KV cache reuse is one of the most important performance features for chat-like experiences. Instead of rebuilding the full prompt state from scratch for every turn, the model can continue from what it has already processed.

Core methods#

LlamaBridge.sessionReset()
LlamaBridge.sessionSave(path)
LlamaBridge.sessionLoad(path)
LlamaBridge.generateContinue(prompt)

Fresh turn vs continued turn#

Fresh generation#

val answer = LlamaBridge.generate("Explain Kotlin coroutines.")

Use this when the request is independent and you do not care about previous turns.

Continued generation#

val answer2 = LlamaBridge.generateContinue("Now show a short example.")

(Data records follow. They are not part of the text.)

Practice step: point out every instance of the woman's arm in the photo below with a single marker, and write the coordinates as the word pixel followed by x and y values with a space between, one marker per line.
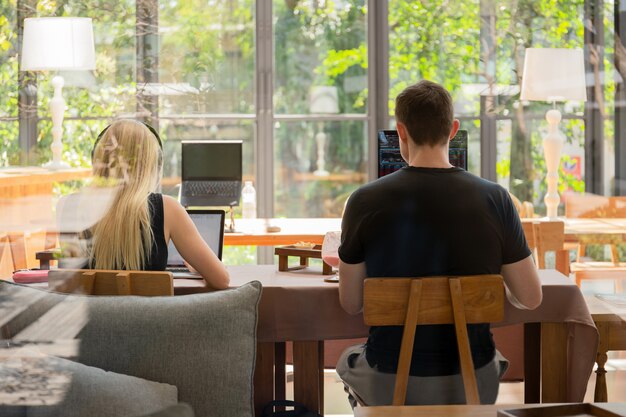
pixel 522 283
pixel 179 227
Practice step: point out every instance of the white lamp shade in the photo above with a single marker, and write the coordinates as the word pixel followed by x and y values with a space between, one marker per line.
pixel 324 100
pixel 58 43
pixel 553 74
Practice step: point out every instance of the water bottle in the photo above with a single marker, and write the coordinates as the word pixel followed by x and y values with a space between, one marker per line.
pixel 248 201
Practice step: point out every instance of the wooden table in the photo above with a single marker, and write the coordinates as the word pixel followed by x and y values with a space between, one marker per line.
pixel 610 319
pixel 298 306
pixel 459 410
pixel 313 230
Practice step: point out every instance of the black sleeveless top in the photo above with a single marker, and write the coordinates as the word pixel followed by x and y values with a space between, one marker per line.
pixel 157 258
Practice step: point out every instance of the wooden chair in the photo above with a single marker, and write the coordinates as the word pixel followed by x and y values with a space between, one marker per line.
pixel 434 300
pixel 525 209
pixel 595 206
pixel 547 236
pixel 103 282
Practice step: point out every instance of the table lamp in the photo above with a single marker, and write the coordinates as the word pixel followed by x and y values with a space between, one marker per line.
pixel 553 74
pixel 322 100
pixel 58 44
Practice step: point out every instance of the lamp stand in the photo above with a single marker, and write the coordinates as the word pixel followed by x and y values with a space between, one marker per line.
pixel 320 140
pixel 57 109
pixel 552 145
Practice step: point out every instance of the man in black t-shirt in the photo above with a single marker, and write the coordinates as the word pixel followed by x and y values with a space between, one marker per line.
pixel 428 219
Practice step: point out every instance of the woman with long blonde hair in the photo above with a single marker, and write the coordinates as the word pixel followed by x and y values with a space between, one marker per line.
pixel 134 231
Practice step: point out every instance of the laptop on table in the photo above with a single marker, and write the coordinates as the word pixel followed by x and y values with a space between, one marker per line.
pixel 210 224
pixel 211 173
pixel 390 160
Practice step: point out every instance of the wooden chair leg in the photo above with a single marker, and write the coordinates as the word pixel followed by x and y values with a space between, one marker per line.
pixel 581 252
pixel 614 255
pixel 578 279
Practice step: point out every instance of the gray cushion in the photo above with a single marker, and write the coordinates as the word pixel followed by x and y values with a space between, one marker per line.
pixel 65 385
pixel 204 344
pixel 178 410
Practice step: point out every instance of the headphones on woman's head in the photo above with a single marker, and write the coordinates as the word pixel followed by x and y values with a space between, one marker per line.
pixel 150 128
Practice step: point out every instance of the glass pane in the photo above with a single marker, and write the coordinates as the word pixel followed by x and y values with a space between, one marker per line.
pixel 430 40
pixel 9 147
pixel 105 93
pixel 522 125
pixel 206 57
pixel 609 80
pixel 174 131
pixel 320 44
pixel 533 188
pixel 317 166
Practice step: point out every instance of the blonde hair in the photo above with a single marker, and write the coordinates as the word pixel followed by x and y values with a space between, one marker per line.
pixel 127 156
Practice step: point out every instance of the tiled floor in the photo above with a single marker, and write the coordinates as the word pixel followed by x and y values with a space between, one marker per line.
pixel 336 403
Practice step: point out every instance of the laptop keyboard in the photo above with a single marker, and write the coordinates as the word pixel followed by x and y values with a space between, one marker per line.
pixel 202 188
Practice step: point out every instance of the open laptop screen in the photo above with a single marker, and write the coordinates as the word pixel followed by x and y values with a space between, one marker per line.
pixel 390 160
pixel 210 224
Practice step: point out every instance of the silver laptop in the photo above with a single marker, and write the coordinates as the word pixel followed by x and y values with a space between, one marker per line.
pixel 211 174
pixel 210 224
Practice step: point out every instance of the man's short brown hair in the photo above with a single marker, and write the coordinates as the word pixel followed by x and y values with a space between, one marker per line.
pixel 426 110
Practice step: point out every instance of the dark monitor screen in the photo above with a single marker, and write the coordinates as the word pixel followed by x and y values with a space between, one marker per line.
pixel 390 159
pixel 211 160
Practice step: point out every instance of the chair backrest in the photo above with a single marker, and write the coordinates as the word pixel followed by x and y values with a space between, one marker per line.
pixel 546 236
pixel 17 243
pixel 434 300
pixel 103 282
pixel 591 205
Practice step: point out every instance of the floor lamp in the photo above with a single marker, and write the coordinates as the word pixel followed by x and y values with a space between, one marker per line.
pixel 553 74
pixel 57 44
pixel 323 100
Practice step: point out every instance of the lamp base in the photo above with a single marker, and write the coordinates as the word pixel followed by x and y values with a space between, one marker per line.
pixel 56 165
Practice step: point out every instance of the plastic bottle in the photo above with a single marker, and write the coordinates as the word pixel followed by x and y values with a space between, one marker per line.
pixel 248 201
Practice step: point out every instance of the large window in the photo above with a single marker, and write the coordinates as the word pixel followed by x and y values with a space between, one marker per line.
pixel 320 105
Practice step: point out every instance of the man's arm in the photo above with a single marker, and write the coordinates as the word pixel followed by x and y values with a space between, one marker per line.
pixel 522 283
pixel 351 277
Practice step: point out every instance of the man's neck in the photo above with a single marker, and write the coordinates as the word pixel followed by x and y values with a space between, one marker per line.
pixel 429 157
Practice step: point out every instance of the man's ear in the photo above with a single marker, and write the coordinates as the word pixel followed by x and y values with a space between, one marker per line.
pixel 402 131
pixel 455 128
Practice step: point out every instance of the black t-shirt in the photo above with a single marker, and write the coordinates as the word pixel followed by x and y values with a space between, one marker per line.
pixel 156 260
pixel 424 222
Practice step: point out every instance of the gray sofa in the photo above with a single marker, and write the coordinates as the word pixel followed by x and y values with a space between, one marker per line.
pixel 199 348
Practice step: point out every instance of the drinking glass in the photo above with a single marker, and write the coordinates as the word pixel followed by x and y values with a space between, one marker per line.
pixel 330 248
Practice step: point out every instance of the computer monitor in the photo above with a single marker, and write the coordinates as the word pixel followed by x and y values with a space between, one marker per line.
pixel 390 159
pixel 211 173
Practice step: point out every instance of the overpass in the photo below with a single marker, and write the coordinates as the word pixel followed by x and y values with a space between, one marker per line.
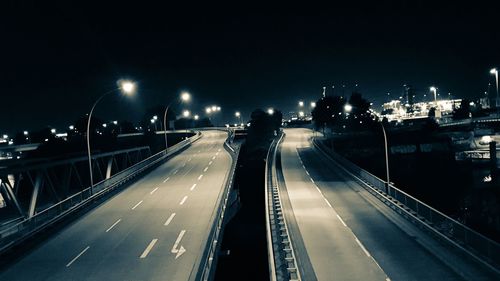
pixel 158 228
pixel 335 229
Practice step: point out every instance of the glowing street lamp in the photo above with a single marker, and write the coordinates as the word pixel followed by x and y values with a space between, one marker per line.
pixel 185 97
pixel 494 71
pixel 126 87
pixel 434 90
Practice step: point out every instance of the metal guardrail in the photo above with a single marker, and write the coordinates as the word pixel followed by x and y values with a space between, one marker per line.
pixel 20 231
pixel 281 256
pixel 209 258
pixel 479 247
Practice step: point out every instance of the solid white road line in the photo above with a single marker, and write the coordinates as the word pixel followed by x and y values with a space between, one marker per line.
pixel 341 220
pixel 75 258
pixel 148 248
pixel 169 220
pixel 107 230
pixel 137 205
pixel 362 247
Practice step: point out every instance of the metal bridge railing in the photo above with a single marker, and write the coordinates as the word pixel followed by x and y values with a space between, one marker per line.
pixel 478 246
pixel 281 255
pixel 19 231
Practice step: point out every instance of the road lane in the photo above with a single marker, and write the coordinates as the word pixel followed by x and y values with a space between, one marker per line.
pixel 126 244
pixel 342 231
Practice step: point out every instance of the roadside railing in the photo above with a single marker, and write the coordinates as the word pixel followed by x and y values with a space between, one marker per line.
pixel 281 255
pixel 209 257
pixel 29 226
pixel 478 246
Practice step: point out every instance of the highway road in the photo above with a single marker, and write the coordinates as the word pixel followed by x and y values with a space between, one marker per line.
pixel 155 229
pixel 341 232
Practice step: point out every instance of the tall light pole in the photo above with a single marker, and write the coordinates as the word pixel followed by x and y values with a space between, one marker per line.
pixel 238 115
pixel 127 88
pixel 387 183
pixel 494 71
pixel 185 96
pixel 434 90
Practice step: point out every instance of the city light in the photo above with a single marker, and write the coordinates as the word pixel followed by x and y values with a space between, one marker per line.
pixel 185 96
pixel 126 86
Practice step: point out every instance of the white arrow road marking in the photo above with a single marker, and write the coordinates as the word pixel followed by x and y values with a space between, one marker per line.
pixel 75 258
pixel 169 220
pixel 137 205
pixel 181 250
pixel 148 248
pixel 107 230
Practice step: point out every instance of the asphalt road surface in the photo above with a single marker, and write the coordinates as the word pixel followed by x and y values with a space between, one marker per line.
pixel 346 233
pixel 155 229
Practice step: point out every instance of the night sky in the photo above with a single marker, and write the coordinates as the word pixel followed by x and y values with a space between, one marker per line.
pixel 57 59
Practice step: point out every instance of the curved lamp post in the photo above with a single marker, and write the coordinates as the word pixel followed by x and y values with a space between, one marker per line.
pixel 127 88
pixel 185 96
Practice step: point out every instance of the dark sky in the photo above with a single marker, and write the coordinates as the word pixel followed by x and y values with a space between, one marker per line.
pixel 57 59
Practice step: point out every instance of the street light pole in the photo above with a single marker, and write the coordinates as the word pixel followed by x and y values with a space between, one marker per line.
pixel 127 87
pixel 387 183
pixel 497 102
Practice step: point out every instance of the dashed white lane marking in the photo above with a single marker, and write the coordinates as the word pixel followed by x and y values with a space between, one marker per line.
pixel 148 248
pixel 341 220
pixel 137 205
pixel 362 247
pixel 328 203
pixel 169 220
pixel 113 225
pixel 79 255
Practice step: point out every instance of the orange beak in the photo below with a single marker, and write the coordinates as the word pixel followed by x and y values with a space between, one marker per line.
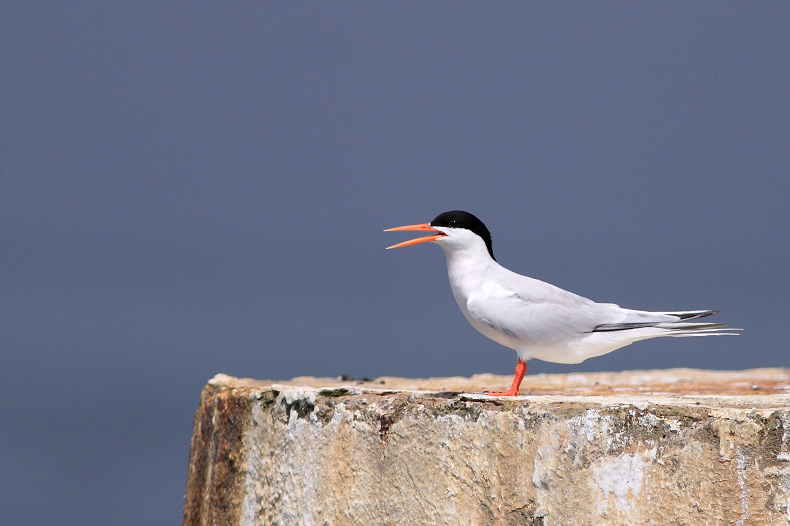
pixel 424 227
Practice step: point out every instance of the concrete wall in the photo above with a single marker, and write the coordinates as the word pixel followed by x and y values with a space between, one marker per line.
pixel 323 451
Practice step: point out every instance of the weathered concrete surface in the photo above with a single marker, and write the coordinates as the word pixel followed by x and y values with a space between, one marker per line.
pixel 646 447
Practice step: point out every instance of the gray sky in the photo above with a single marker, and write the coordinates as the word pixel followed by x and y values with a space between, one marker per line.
pixel 187 190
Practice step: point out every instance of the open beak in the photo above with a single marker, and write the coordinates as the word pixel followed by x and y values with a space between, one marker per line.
pixel 424 227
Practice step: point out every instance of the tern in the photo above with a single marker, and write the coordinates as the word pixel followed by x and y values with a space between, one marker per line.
pixel 536 319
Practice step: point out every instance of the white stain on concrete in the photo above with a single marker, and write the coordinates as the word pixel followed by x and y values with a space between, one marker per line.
pixel 623 476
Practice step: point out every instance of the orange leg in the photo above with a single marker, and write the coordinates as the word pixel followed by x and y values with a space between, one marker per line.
pixel 521 370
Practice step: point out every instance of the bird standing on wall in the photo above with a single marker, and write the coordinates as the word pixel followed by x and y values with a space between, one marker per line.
pixel 535 318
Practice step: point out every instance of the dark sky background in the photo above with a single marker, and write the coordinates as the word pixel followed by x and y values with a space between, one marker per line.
pixel 192 189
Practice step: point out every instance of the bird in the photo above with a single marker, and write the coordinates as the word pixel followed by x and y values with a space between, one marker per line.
pixel 536 319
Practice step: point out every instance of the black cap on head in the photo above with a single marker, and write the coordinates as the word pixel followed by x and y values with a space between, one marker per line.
pixel 461 219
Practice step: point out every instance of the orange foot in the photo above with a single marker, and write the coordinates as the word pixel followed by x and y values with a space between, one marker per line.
pixel 521 370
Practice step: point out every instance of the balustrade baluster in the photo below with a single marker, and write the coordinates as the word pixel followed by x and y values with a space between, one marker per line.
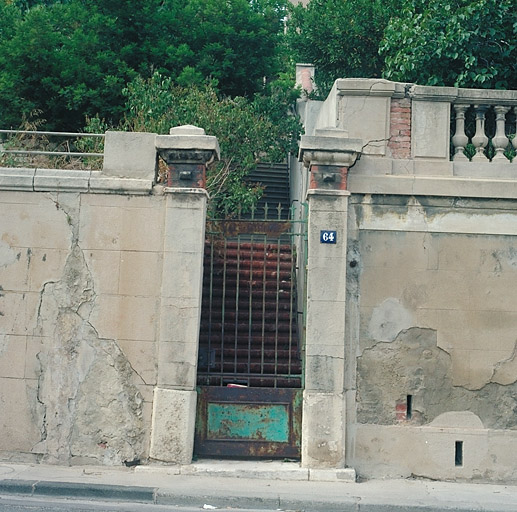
pixel 460 139
pixel 514 140
pixel 500 140
pixel 480 140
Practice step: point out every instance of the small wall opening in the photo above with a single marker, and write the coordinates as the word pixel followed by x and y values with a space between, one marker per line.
pixel 409 406
pixel 458 453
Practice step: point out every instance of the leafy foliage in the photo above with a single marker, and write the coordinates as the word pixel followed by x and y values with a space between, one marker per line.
pixel 247 129
pixel 72 58
pixel 340 37
pixel 458 43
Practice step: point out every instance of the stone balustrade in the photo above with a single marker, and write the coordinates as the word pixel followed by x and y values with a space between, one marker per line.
pixel 434 127
pixel 489 128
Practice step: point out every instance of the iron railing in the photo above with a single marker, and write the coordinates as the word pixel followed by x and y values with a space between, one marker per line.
pixel 250 333
pixel 37 148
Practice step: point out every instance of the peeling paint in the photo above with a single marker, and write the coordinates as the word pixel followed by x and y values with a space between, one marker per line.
pixel 414 365
pixel 388 320
pixel 89 403
pixel 7 254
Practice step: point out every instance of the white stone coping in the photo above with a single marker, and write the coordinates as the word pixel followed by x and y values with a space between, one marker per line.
pixel 442 186
pixel 329 144
pixel 188 141
pixel 387 88
pixel 45 180
pixel 186 190
pixel 325 192
pixel 364 87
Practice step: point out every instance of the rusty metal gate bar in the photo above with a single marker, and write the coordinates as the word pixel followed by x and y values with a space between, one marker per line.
pixel 249 328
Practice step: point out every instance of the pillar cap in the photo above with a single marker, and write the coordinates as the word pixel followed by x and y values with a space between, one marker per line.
pixel 188 138
pixel 329 146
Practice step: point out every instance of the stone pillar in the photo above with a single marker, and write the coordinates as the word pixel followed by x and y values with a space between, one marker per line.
pixel 187 151
pixel 328 158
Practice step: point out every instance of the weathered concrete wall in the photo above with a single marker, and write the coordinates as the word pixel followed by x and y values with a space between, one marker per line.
pixel 430 332
pixel 80 281
pixel 436 335
pixel 100 300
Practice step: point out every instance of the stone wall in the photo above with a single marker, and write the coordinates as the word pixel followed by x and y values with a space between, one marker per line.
pixel 437 334
pixel 80 279
pixel 430 316
pixel 100 295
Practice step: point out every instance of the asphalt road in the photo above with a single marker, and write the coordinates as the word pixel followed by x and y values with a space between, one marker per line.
pixel 29 504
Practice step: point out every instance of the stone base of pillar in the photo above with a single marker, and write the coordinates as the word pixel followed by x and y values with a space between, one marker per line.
pixel 173 424
pixel 323 430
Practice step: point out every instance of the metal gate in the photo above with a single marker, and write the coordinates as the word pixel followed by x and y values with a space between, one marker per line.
pixel 250 371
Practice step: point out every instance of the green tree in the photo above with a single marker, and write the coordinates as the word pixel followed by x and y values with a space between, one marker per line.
pixel 340 37
pixel 56 61
pixel 71 59
pixel 457 43
pixel 247 129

Use this when you want the next prompt to continue from the current session state.

Typical chat flow#

LlamaBridge.initGenerateModel(modelPath)

val first = LlamaBridge.generate("Explain Kotlin coroutines in simple words.")
val second = LlamaBridge.generateContinue("Now give one practical example.")
val third = LlamaBridge.generateContinue("Summarize both answers in 3 bullets.")

Saving a session#

val sessionPath = "/tmp/demo.session"
val saved = LlamaBridge.sessionSave(sessionPath)
check(saved)

This lets you persist the current conversation state across app restarts or later reuse.

Loading a session#

LlamaBridge.initGenerateModel(modelPath)

val loaded = LlamaBridge.sessionLoad(sessionPath)
check(loaded)

val resumed = LlamaBridge.generateContinue("Continue from where we stopped.")

Resetting the session#

LlamaBridge.sessionReset()

This is useful when the user starts a new conversation but you want to keep the model loaded.

Important limitations#

  • Session persistence is currently unavailable on WASM.
  • Session files should be used with the same model setup that created them.
  • If no active session exists, generateContinue(...) falls back to fresh generation behavior.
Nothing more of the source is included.